There are still lasting vestiges of the streetcar system in Chicago. Many of today’s CTA bus routes and route numbers are the same as they were in the days of streetcars. And as for the tracks – a few of the streets had the tracks pulled up, but most were covered with asphalt and are still in the streets under pavement.
PCC streetcars are still in operation in a number of places including Kenosha, Wisconsin; San Francisco and at the Illinois Railway Museum.
Our key source for this answer was “Chicago Streetcar Pictorial,” a book just released by the Central Electric Railfans’ Association. It details just about everything you could want to know about Chicago PCC streetcars.
I am 84 years old. I grew up in Chicago and have a memory of riding on a street car as it went through a tunnel under the Chicago River. Is the memory of this old man accurate or a fantasy?
– Ron Graham, Bensenville
We’ve actually done this question before, but we thought we’d bring it back for this segment. Our viewer’s memory is 100 percent accurate – there were in fact three tunnels under the river.
The tunnels were proposed in the mid-1800s to solve a traffic problem. There were so many ships traveling up and down the river that the old swing bridges were constantly opening, causing huge traffic jams on land.

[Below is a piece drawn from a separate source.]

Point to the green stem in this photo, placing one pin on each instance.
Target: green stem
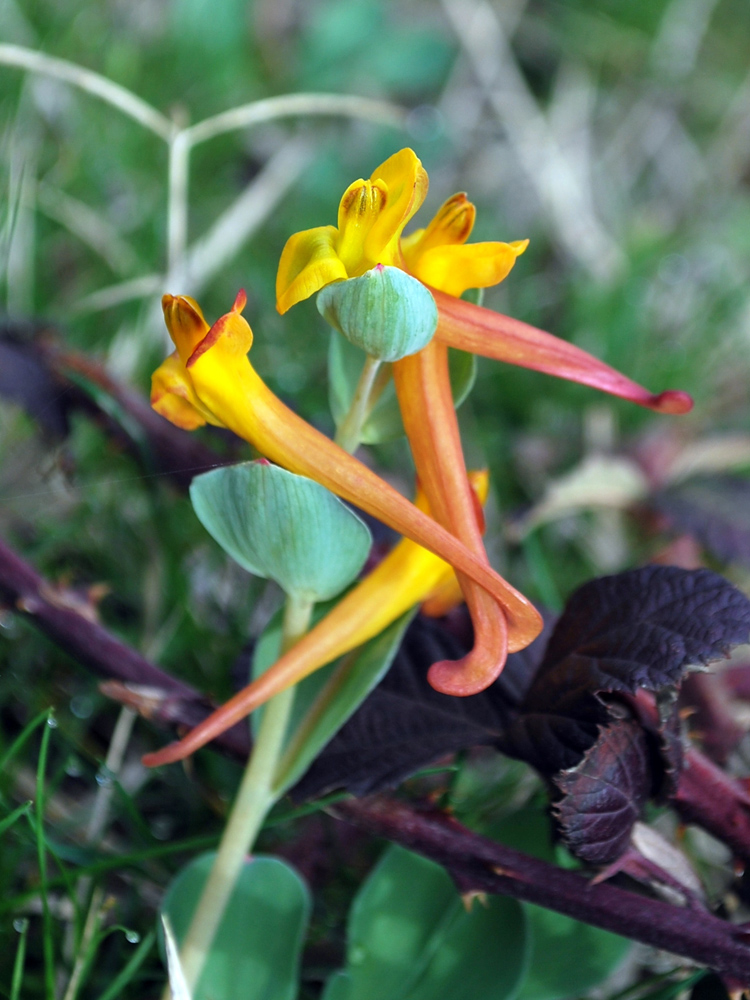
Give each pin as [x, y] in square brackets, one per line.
[349, 431]
[254, 799]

The first tunnel opened in 1869 on Washington Street. The LaSalle Street tunnel opened in 1871, just before the Chicago Fire. It became a vital escape route for people fleeing the fire after the wooden bridges burned.
The tunnels originally were for carriages and pedestrians. Later, the cable car companies ran tracks through the tunnels because they couldn’t run cables across movable bridges.
A third tunnel was built at Van Buren Street specifically for streetcars.
When the river was reversed in 1900, the current in the river exposed the tunnels that had been 18 feet below the riverbed so new tunnels had to be built at a lower depth.
The LaSalle Street tunnel was fabricated of steel above ground, then floated into place and then lowered into a trench in the river bottom. You can still see the entrance of that tunnel today north of the river, but it now leads to a parking area. That tunnel was closed to traffic in 1939.
The Van Buren tunnel closed in 1924, and the last one at Washington Street closed in 1954 as the streetcar era came to a close.
During WW II there was a streetcar route that went into the Brookfield Zoo from the east side. I believe that it originated from a terminal at Archer Avenue and 55th Street. Are there remnants of this line existing today?
– Frank Coyle, Romeoville
The line that ran beginning in the 1920s to Brookfield Zoo was not a Chicago Surface Lines streetcar, but was operated by the Chicago & West Towns Railway.
It ran from Cermak and Kenton in Cicero and passed through what were then the somewhat rural suburbs of Berwyn and North Riverside, past Brookfield Zoo and ending in LaGrange. The streetcar one was replaced with a motor bus in 1947.
According to the Central Electric Railfans Association, today’s PACE buses follow the same route to the zoo.
As far as physical relics there are concrete bridge piers where the streetcar line once ran over Salt Creek.
A restored blue and white 1924 streetcar, #141, is at theIllinois Railway Museum in Union, Illinois. A different railway historical society had purchased the car in 1959 but it sat unrestored under a tarp in Lisle for more than 10 years until a rail enthusiast named Frank Sirinek stumbled on it.
It took 30 years to restore the car, using parts like a controller found in Milan, Italy, and a fare register found in San Diego. Other parts were re-manufactured based on original schematics. The restored car made its first run in 65 years at the Railway Museum on March 3, 2013 with Frank Sirinek as motorman.